If I hadn’t known that I was listening to the second album by Brisbane, Australia pop trio The Goon Sax called ‘We’re Not Talking’ I would have guessed that this was a hitherto unknown archival recording by the Go-Betweens.
And if that isn’t praise enough to immediately want to go and get this album, then I should say that although Robert Forster’s son Louis Forster is in the band, they don’t only manage to capture the frail and wonderfully imperfect perfection of the early Go-Betweens but they also manage to add an internet era teenage perspective that very much puts them in the here and now.
And I said teenage because the Goon Sax are still just 19-year olds and fresh out of high school. Their coming of age angst balances perfectly against the music that manages to stay wide-eyed while not in reality necessarily breaking new ground. Although their first album ‘Up To Anything’ was quite an eye-opener, I couldn’t shake the feeling that they tried a bit too hard to punch above their age. Here, they are more comfortable in their own age, and manage to convey the freshness and insightfulness of youth at its very best.
This is also the album where drummer Riley Jones steps up as a personality that is every bit as strong as Forster’s and James Harrison’s.
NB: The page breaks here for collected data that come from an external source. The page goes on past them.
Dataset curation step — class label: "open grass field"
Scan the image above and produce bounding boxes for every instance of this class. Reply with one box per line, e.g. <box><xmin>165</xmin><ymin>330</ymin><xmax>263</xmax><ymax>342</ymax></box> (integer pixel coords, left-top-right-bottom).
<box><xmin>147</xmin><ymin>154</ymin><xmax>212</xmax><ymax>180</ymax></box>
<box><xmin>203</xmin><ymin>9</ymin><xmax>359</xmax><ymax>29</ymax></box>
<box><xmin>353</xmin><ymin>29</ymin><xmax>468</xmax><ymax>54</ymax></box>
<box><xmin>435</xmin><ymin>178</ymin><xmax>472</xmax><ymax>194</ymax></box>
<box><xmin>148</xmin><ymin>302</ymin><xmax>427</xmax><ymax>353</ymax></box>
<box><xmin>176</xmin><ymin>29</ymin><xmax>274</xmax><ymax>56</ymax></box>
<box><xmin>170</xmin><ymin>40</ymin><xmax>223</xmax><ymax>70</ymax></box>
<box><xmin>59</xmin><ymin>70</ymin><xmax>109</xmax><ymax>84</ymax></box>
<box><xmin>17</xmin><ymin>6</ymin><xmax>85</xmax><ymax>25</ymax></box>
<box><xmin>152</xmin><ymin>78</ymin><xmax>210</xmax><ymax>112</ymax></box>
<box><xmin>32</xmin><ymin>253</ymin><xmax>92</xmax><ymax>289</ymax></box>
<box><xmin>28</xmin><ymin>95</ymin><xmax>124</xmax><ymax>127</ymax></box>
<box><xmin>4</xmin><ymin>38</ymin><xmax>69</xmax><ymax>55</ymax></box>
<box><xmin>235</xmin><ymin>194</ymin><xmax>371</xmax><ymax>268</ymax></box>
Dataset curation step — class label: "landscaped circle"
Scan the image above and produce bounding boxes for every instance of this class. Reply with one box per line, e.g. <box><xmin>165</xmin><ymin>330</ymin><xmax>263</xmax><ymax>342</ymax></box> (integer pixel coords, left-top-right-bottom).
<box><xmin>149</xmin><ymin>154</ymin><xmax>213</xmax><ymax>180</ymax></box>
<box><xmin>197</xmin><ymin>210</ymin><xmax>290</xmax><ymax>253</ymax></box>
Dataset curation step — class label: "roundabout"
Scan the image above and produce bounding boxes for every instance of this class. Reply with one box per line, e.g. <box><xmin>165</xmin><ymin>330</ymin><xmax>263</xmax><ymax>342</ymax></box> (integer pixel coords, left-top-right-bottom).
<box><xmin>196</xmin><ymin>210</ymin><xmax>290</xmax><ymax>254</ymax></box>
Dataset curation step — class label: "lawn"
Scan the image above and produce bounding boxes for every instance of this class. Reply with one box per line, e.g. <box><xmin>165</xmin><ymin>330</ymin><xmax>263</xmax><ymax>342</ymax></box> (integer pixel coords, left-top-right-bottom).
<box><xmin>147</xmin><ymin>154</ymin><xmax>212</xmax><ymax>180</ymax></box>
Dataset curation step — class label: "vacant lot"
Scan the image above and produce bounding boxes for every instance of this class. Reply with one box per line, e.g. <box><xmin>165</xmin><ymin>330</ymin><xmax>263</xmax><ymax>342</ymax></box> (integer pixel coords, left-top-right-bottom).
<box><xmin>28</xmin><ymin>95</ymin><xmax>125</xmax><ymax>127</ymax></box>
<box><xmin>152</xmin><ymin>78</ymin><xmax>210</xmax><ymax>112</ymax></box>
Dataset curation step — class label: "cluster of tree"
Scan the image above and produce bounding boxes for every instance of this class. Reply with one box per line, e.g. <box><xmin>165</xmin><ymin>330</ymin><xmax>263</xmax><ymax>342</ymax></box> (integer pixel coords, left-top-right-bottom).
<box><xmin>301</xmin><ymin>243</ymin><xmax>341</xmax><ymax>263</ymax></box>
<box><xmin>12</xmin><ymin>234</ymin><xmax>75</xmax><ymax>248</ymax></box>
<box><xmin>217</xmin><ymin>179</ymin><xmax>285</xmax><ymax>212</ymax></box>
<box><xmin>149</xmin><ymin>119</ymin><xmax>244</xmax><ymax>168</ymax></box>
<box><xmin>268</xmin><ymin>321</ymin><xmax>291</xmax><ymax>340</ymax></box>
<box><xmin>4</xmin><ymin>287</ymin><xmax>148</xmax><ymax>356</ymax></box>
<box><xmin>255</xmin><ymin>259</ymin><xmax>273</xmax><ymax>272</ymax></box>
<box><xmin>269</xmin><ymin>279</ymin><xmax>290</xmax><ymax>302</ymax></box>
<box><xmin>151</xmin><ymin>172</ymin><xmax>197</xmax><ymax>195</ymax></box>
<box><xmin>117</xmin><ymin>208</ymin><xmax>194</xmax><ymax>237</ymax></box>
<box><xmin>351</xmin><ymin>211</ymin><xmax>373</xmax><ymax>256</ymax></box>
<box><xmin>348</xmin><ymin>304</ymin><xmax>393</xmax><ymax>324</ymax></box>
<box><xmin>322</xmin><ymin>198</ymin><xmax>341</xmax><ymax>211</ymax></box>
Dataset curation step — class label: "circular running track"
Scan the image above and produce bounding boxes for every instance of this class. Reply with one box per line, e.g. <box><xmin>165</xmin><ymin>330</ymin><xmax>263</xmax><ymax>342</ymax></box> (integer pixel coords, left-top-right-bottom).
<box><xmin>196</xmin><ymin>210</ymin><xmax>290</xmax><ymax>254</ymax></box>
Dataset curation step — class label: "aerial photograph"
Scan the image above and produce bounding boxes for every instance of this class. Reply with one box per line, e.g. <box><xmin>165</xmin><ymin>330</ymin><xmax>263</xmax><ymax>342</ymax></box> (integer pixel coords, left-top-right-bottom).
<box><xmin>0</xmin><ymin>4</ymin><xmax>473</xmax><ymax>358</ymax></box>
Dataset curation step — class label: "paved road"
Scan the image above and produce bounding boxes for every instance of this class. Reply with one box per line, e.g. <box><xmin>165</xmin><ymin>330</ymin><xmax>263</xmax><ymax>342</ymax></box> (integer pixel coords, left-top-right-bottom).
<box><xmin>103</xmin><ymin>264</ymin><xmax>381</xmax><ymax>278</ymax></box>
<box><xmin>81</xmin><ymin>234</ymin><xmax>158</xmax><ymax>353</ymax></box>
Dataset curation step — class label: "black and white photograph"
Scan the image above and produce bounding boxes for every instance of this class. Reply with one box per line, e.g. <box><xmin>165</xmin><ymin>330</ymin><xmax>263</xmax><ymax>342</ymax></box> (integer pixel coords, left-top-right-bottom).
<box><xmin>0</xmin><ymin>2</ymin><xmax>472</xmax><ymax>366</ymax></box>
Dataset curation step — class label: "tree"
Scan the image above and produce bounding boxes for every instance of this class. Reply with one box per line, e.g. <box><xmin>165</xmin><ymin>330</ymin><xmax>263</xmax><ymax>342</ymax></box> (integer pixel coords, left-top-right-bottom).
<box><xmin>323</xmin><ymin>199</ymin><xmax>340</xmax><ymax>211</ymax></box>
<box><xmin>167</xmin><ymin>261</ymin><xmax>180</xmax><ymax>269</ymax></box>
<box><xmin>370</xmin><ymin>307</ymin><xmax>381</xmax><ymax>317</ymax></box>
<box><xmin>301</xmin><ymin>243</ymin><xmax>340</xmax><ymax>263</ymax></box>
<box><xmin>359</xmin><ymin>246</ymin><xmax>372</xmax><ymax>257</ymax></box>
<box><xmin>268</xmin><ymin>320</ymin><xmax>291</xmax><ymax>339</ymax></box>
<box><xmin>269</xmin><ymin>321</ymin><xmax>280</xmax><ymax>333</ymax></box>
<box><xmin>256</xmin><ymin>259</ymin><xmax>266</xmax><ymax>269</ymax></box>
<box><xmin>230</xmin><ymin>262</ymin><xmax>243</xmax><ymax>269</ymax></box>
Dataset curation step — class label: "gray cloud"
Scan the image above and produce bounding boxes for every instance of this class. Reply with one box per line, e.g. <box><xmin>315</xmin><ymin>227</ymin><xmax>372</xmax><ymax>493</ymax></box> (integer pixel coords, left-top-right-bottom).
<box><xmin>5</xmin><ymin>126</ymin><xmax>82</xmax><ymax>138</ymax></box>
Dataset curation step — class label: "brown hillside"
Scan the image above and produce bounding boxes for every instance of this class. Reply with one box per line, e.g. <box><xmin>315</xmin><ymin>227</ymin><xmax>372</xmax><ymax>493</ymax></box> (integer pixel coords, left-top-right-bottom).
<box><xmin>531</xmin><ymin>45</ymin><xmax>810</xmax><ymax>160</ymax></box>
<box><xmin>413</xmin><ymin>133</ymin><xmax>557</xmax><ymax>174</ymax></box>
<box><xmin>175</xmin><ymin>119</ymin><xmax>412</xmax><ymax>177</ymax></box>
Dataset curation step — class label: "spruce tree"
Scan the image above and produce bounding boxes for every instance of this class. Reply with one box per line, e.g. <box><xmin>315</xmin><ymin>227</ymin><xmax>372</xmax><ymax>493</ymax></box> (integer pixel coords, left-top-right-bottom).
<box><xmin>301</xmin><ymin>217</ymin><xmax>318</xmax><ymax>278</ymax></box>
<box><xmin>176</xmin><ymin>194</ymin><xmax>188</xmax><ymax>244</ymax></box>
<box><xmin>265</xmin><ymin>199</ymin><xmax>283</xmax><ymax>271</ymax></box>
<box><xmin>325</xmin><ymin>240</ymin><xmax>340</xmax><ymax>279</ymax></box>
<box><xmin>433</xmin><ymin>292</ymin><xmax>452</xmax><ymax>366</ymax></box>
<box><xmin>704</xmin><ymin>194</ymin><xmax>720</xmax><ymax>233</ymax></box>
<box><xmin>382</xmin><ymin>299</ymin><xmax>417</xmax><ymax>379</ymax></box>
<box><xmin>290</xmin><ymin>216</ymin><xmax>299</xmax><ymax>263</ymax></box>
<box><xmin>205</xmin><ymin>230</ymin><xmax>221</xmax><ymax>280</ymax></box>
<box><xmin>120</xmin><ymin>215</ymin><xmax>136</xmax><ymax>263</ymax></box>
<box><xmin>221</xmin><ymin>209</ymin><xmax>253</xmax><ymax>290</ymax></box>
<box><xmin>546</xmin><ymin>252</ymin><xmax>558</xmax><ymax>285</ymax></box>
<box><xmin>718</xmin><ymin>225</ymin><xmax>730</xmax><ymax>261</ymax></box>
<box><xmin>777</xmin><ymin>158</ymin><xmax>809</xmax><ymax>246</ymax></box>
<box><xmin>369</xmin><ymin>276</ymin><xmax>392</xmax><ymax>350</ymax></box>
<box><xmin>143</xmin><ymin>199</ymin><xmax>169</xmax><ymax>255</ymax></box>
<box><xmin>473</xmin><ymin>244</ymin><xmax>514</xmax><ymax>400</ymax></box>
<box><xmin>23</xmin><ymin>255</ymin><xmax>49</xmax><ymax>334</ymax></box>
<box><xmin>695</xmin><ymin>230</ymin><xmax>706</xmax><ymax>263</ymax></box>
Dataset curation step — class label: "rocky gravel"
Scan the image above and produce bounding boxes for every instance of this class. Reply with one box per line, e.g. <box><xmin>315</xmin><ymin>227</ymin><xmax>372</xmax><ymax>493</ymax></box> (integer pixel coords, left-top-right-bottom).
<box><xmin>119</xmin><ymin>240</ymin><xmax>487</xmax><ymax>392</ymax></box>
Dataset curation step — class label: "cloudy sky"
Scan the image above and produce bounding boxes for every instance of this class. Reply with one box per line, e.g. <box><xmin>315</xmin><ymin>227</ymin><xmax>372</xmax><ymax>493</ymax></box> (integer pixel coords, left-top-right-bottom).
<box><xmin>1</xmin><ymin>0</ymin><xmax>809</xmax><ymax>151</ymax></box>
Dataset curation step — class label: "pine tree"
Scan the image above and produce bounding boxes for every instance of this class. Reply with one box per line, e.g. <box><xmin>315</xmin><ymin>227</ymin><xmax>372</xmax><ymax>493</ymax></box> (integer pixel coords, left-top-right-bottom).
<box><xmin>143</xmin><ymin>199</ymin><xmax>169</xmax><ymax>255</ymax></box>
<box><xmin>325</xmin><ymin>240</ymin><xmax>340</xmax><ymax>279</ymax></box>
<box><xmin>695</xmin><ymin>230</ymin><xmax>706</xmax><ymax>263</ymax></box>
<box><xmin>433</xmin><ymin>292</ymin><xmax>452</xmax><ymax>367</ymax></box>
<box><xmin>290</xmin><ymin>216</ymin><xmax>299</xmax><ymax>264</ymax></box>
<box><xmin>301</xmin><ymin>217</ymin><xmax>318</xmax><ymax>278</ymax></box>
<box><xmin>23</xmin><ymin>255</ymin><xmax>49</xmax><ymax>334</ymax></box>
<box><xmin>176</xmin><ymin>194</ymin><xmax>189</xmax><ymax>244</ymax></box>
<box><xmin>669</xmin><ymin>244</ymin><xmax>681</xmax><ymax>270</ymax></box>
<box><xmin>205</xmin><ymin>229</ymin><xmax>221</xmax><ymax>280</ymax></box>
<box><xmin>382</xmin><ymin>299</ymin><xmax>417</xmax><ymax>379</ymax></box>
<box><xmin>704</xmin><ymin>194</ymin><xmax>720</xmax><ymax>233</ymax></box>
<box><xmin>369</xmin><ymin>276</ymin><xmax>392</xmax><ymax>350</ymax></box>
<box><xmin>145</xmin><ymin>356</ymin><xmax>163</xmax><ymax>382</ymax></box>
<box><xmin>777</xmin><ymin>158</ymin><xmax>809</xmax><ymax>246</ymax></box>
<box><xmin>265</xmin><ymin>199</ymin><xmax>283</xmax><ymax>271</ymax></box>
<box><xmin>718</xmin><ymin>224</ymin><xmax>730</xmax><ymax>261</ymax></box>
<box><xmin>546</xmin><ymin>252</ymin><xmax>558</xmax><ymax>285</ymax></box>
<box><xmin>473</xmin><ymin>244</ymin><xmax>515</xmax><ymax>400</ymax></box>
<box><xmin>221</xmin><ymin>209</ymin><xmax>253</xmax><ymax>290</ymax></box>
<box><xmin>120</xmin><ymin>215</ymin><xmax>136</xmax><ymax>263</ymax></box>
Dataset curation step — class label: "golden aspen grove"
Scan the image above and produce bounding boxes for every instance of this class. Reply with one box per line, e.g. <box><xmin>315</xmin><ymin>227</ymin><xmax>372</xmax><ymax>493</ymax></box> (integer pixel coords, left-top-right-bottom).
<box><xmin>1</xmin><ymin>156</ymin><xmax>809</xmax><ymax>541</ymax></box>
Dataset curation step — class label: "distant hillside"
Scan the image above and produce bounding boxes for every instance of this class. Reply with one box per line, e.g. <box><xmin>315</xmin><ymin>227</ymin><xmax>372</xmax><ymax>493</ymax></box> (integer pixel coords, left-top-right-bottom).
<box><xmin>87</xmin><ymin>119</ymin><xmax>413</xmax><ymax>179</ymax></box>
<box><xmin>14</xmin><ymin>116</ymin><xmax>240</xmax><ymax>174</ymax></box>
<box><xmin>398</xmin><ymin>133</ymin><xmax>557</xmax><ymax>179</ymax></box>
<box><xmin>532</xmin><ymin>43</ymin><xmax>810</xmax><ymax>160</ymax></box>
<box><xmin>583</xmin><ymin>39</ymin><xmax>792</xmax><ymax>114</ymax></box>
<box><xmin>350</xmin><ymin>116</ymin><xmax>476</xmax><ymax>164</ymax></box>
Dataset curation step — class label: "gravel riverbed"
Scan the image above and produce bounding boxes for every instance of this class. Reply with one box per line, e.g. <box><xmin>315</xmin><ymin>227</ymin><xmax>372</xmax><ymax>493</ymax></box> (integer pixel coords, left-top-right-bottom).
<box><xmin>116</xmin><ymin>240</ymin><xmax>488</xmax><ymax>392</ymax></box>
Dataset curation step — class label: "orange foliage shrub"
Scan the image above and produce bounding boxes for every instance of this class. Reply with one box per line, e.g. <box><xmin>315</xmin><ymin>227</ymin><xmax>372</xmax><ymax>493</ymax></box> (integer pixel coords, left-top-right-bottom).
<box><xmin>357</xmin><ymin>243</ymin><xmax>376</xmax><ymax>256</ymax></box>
Although she completes the comparisons to the Go-Betweens by being the female drummer behind the two boys trading vocal duties as well as bass and guitar up front, here she effortlessly goes beyond that role. Her songwriting and vocals add both complexity and nerve, particularly on ‘Strange Light’, turned by Jones’ slightly detached yet simultaneously heartfelt voice into one of the album highlights.
Production is also kept to a minimum, which is not to say that it is lacking in any way. On the contrary, the soundscape has grown quite a bit, but neither strings nor horns detract from the overall spartan atmosphere.
The Goon Sax capture the same joyful amateurism as the early Go-Betweens, but if anything it is balanced with more solid playing skills. Still there is that feeling of just the right amount of discord that could just be unintentional, but in any case doesn’t feel calculated.
It all adds up to one of those pop albums that are simply irresistible. Just wow!